If you live in the US, you might be seeing a lot more recreational vehicles (RVs) this summer.
In March, when the pandemic shut down the US economy, the values of Thor and Winnebago, the two biggest publicly traded RV companies, cratered even faster than the S&P 500 index. But their stock prices have steadily risen since, and soared in late May as signs of a promising summer have become clearer. Of the 31 publicly traded automobile manufactures worth $5 billion worldwide, Thor’s stock has performed third best since the beginning of February, trailing only Audi and Tesla.
“Since the end of our third fiscal quarter, our outlook for the balance of our fiscal year and the calendar year has markedly improved. We’re seeing an influx of first-time buyers, which bodes well for the long-term health of the RV industry,” said Bob Martin, president and CEO of Thor Industries, according to Thor’s recent earnings report.

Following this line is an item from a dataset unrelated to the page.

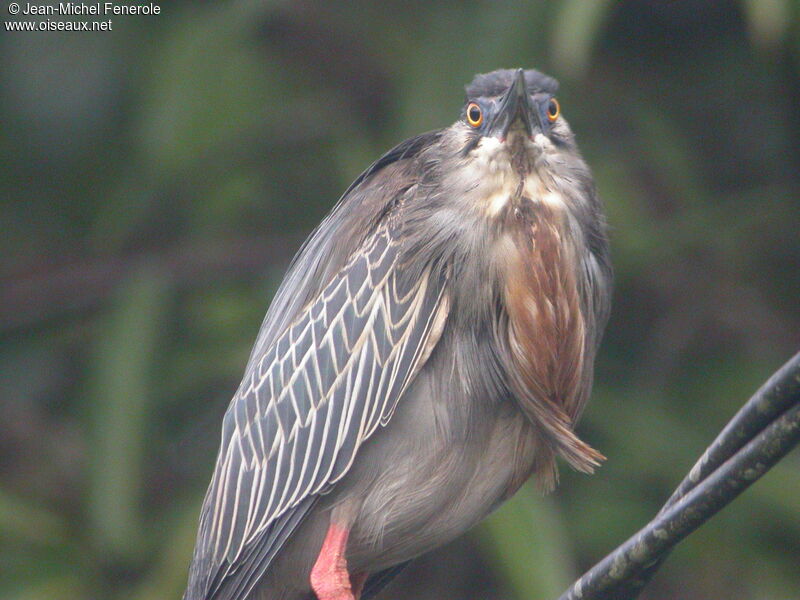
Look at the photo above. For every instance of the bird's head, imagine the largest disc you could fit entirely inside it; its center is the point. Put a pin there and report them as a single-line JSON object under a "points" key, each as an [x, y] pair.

The RV industry has a long history of volatility. The vehicles—trailers (towed behind cars), campers, and motor homes—aren’t a necessity, and so become more popular when people have more money to spend on discretionary purchases. They’re also useful in emergencies, as field stations or temporary housing during natural disasters or dwellings for self-isolating frontline workers, though these uses have less of an effect on overall sales.
The biggest boon to the industry started in 2017, when #vanlife became a popular trend in the US, particularly among younger people; the last four years have seen record highs in the number of units shipped by manufacturers. People between the ages of 35 and 54 make up the biggest proportion of RV owners, according to a study commissioned by the RV Industry Association.
“There truly is an RV for every lifestyle and every budget. You can get a small popup for under $6,000, or a million-dollar coach, and everything in between,” says Monika Geraci, a spokesperson for the RV Industry Association.